Ad una settimana dalla morte di Chris Cornell, la vedova scrive una lettera d'addio alla stampa: 'So che non eri in te' ha dichiarato Vicky Karayannis, moglie del cantante di Soundgarden e Audioslave trovato suicida in una stanza d'albergo a Detroit dopo un concerto il 18 maggio 2017. Ti penserò ogni minuto di ogni giorno e combatterò per te.
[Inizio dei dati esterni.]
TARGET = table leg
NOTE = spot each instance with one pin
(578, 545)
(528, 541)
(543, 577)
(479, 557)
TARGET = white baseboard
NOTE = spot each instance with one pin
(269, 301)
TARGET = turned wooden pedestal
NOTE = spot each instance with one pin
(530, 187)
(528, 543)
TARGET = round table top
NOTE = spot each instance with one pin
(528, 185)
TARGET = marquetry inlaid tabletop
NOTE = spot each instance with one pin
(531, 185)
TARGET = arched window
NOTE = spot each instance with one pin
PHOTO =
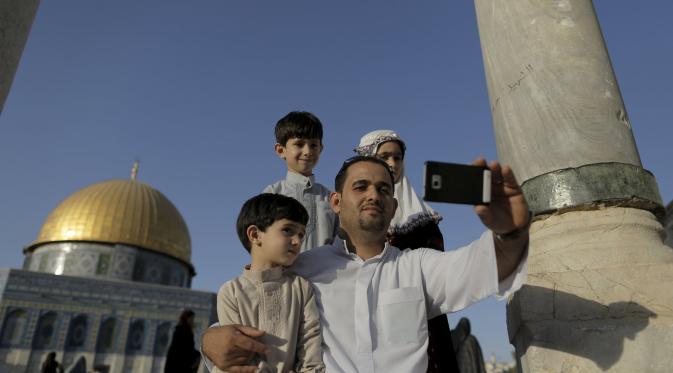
(106, 335)
(136, 337)
(162, 339)
(77, 332)
(13, 328)
(45, 332)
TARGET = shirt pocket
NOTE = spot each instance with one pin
(326, 219)
(401, 316)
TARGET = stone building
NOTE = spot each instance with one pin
(104, 282)
(668, 225)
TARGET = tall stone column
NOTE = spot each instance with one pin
(599, 291)
(16, 18)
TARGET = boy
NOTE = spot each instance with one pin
(264, 296)
(299, 144)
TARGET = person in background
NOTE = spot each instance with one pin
(182, 357)
(299, 144)
(414, 225)
(50, 364)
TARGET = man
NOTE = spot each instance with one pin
(373, 298)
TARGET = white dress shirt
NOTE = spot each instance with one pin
(374, 312)
(323, 223)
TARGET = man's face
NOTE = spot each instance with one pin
(366, 202)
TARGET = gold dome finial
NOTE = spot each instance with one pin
(134, 170)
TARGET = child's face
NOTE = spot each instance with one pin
(391, 153)
(279, 245)
(301, 155)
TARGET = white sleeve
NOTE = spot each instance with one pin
(456, 279)
(209, 364)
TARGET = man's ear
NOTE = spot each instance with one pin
(280, 150)
(335, 202)
(254, 234)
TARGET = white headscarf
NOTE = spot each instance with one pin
(411, 211)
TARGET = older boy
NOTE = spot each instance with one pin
(264, 296)
(299, 144)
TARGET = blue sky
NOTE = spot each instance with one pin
(193, 91)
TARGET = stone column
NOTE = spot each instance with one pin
(16, 18)
(598, 295)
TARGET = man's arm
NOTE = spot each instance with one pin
(507, 216)
(229, 347)
(309, 339)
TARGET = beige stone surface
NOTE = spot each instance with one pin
(598, 296)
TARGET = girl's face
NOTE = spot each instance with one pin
(391, 153)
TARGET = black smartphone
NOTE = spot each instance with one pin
(456, 183)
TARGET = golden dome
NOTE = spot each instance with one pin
(119, 211)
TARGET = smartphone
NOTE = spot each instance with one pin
(456, 183)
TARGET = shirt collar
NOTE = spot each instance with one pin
(265, 275)
(342, 248)
(294, 177)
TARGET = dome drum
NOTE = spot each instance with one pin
(100, 260)
(118, 226)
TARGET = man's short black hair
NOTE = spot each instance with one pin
(298, 124)
(340, 179)
(265, 209)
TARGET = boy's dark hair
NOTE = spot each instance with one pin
(263, 210)
(298, 124)
(340, 179)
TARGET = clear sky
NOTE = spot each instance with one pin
(193, 90)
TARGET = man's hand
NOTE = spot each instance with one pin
(508, 209)
(231, 347)
(507, 212)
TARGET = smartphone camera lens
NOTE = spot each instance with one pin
(436, 182)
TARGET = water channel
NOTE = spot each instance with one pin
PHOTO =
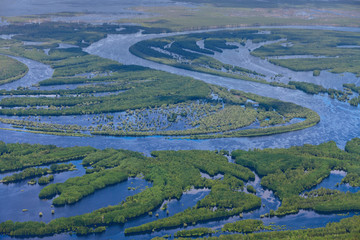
(339, 122)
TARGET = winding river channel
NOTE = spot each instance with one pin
(340, 122)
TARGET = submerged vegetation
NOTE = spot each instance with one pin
(130, 100)
(11, 69)
(288, 172)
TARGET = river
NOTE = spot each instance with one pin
(339, 122)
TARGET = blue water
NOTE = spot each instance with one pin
(12, 198)
(333, 126)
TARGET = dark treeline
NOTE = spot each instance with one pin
(348, 228)
(288, 172)
(36, 172)
(170, 172)
(16, 156)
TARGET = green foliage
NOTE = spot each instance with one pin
(250, 189)
(170, 172)
(288, 172)
(347, 228)
(45, 180)
(36, 172)
(244, 226)
(18, 156)
(74, 189)
(196, 232)
(11, 69)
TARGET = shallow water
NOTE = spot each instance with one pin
(332, 112)
(37, 72)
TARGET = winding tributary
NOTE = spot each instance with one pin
(339, 122)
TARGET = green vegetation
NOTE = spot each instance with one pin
(312, 88)
(142, 92)
(46, 180)
(288, 172)
(36, 172)
(15, 156)
(250, 189)
(11, 69)
(209, 14)
(170, 172)
(74, 189)
(314, 43)
(174, 51)
(244, 226)
(196, 232)
(347, 228)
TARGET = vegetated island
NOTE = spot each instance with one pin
(130, 100)
(288, 172)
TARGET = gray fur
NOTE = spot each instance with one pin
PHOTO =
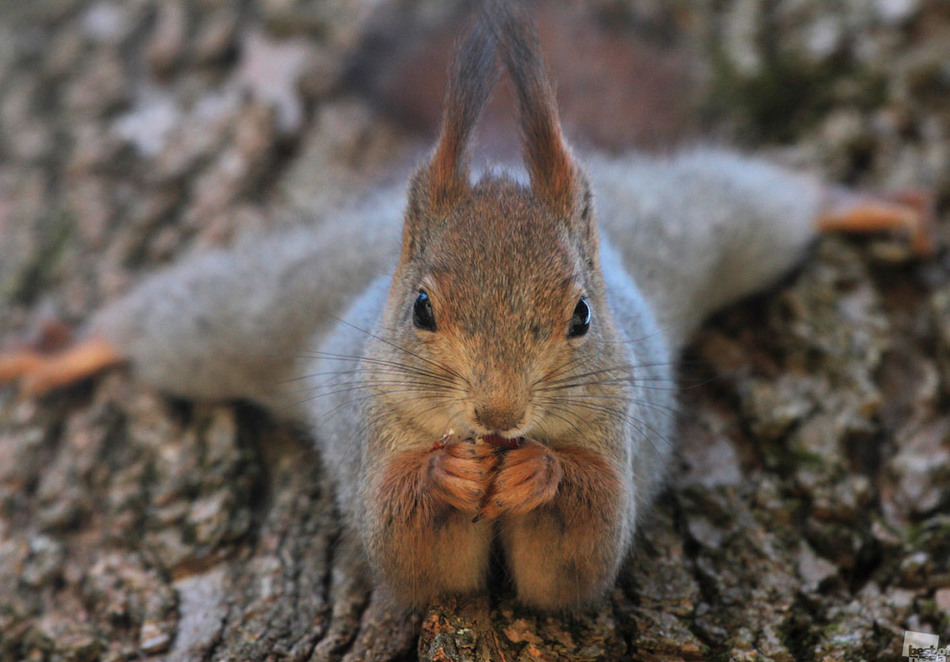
(679, 238)
(696, 231)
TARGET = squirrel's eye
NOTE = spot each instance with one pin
(580, 320)
(422, 315)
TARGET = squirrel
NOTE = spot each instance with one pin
(488, 371)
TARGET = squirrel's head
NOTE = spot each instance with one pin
(498, 299)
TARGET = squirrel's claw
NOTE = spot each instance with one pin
(910, 212)
(40, 373)
(528, 477)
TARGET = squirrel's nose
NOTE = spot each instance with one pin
(498, 416)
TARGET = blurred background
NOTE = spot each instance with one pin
(806, 517)
(132, 131)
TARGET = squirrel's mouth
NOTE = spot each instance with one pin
(502, 442)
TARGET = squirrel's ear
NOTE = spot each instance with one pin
(439, 184)
(554, 176)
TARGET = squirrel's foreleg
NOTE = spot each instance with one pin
(421, 537)
(567, 552)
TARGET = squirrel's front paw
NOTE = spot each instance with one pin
(528, 477)
(458, 474)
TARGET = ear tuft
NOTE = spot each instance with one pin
(547, 158)
(472, 77)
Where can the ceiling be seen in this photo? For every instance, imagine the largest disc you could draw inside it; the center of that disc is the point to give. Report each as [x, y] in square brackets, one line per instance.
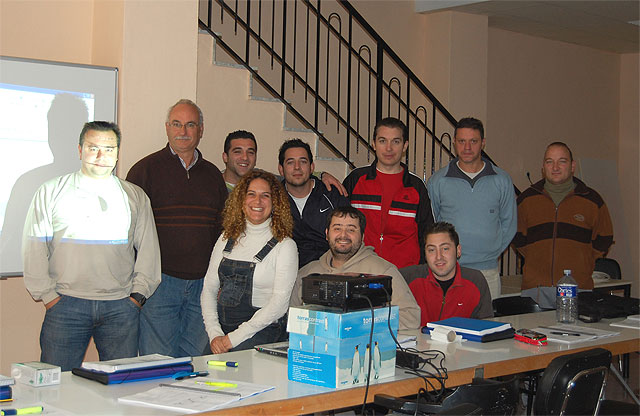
[610, 25]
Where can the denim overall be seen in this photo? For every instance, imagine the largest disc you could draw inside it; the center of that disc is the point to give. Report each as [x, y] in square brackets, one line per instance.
[234, 298]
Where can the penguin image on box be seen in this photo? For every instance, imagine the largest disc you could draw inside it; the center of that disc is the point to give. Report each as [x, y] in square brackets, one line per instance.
[377, 361]
[355, 366]
[365, 365]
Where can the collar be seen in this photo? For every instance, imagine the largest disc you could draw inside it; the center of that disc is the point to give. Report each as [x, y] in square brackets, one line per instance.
[454, 171]
[184, 165]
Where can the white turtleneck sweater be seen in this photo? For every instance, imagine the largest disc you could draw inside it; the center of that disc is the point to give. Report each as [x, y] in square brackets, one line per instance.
[273, 281]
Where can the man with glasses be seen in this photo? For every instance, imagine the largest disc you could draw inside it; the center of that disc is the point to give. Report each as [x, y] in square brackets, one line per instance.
[187, 195]
[91, 255]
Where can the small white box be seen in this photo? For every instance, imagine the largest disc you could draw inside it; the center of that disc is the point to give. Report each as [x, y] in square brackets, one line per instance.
[35, 373]
[332, 349]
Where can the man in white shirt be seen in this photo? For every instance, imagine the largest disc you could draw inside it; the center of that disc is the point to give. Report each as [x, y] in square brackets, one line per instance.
[91, 255]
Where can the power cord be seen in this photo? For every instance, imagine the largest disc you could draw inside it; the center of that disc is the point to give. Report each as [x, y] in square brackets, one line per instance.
[366, 391]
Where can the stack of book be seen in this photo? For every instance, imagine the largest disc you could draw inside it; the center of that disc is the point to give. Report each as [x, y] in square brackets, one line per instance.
[123, 370]
[478, 330]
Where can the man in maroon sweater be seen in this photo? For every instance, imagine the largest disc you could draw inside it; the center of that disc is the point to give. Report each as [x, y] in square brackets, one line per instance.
[187, 196]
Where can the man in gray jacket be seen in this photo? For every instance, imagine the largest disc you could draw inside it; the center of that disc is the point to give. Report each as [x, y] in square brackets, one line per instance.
[347, 254]
[91, 255]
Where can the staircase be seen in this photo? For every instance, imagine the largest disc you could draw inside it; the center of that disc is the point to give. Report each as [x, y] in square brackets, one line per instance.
[322, 70]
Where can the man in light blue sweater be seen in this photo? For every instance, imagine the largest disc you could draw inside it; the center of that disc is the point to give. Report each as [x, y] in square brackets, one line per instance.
[476, 197]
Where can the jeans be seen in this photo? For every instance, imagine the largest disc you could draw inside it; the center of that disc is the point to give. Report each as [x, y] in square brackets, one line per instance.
[493, 280]
[69, 325]
[171, 320]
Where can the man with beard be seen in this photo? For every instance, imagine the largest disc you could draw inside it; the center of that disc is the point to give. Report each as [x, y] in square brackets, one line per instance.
[347, 254]
[187, 194]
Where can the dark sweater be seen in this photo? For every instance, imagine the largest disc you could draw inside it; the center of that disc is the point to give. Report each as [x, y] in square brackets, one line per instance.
[187, 206]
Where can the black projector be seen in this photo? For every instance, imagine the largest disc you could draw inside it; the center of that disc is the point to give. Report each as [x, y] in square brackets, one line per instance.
[344, 291]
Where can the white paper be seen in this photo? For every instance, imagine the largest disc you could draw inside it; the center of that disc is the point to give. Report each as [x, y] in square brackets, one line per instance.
[192, 396]
[575, 333]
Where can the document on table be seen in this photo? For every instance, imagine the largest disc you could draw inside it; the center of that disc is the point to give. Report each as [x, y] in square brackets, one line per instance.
[572, 334]
[195, 395]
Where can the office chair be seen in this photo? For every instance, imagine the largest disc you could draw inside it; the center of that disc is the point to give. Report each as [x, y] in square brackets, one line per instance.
[608, 266]
[518, 305]
[481, 397]
[573, 384]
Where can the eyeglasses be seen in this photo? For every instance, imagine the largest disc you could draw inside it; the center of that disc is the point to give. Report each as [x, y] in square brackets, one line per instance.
[189, 125]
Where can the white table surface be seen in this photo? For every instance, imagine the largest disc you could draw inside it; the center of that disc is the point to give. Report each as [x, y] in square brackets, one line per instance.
[77, 395]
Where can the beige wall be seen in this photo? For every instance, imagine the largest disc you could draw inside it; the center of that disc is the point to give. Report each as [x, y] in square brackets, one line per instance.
[542, 90]
[50, 30]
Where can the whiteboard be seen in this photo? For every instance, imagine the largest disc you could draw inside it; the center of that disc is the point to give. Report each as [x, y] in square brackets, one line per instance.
[43, 106]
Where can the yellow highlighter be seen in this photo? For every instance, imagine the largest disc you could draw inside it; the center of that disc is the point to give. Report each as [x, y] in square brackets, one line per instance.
[23, 411]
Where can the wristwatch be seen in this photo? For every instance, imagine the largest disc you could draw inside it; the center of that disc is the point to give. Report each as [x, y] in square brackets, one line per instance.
[139, 297]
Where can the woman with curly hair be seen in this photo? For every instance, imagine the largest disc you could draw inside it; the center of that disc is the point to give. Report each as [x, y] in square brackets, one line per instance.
[252, 269]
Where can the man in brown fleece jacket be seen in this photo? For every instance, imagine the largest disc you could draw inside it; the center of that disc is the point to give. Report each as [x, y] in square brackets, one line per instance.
[562, 224]
[187, 195]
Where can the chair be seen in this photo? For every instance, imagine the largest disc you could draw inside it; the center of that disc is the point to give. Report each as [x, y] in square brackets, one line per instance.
[515, 305]
[608, 266]
[573, 384]
[486, 397]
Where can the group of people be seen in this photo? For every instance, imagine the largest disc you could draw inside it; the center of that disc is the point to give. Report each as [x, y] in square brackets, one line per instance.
[182, 259]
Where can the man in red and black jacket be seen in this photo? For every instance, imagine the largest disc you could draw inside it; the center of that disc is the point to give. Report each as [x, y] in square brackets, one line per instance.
[442, 288]
[394, 201]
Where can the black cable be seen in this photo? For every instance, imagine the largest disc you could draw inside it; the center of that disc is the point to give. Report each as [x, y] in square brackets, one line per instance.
[373, 320]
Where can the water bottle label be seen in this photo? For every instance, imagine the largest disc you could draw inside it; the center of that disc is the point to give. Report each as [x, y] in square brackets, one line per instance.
[567, 291]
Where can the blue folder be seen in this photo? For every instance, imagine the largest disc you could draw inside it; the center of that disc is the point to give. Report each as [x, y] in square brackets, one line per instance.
[127, 376]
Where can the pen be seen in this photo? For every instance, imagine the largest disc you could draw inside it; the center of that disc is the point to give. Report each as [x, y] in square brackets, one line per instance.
[23, 411]
[182, 375]
[223, 363]
[217, 383]
[226, 393]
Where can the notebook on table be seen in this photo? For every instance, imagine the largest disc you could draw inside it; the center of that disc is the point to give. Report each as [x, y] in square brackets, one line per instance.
[277, 348]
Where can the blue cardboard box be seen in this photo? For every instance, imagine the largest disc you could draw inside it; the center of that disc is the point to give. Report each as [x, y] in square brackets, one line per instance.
[331, 349]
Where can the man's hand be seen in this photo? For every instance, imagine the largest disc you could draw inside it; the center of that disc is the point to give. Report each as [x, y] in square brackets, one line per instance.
[330, 181]
[50, 304]
[220, 345]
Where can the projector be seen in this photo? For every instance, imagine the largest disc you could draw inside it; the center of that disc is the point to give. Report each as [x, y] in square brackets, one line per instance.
[346, 291]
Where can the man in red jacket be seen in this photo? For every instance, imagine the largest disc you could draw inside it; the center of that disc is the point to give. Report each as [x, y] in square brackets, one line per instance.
[394, 200]
[448, 290]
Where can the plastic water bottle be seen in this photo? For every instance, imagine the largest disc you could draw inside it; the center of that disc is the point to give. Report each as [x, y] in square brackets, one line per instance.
[567, 299]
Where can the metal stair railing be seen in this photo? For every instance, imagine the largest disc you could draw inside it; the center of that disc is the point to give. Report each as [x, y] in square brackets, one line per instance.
[336, 76]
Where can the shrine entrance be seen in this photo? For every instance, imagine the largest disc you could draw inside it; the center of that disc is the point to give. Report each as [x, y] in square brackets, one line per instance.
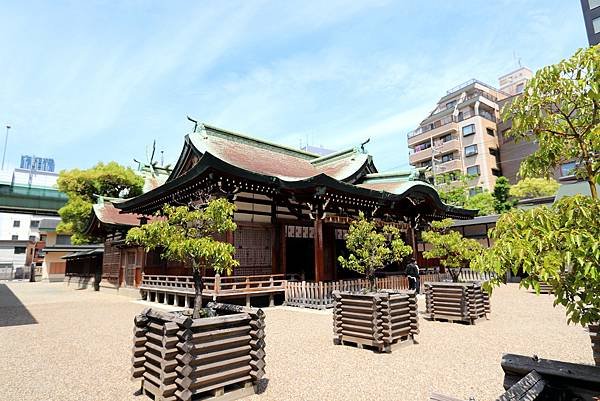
[300, 251]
Dicevi sempre che ti avevo salvato, che non saresti vivo se non fosse stato per me. Ed anche i tuoi figli lo sanno, quindi puoi riposare in pace. Il mio cuore brillava nel vederti felice, vitale e motivato. Mi dispiace che fossi solo, e so che quello non eri tu, mio dolce Christopher. "Affamato di vita. Sempre impegnato a fare tutto il possibile ricambiare". Era ancora al telefono con la guardia di sicurezza, quando sono riusciti a sfondare la porta scoprendo il corpo di Chris appeso, 30 minuti dopo che l'aveva chiamata. Nell'ultimo decennio abbiamo trascorso i momenti più belli della nostra vita e mi dispiace, amore mio, di non aver potuto vedere cosa ti è successo quella notte. "Ti amo più di quanto qualcuno abbia mai potuto amare un'altra persona nella storia dell'amore".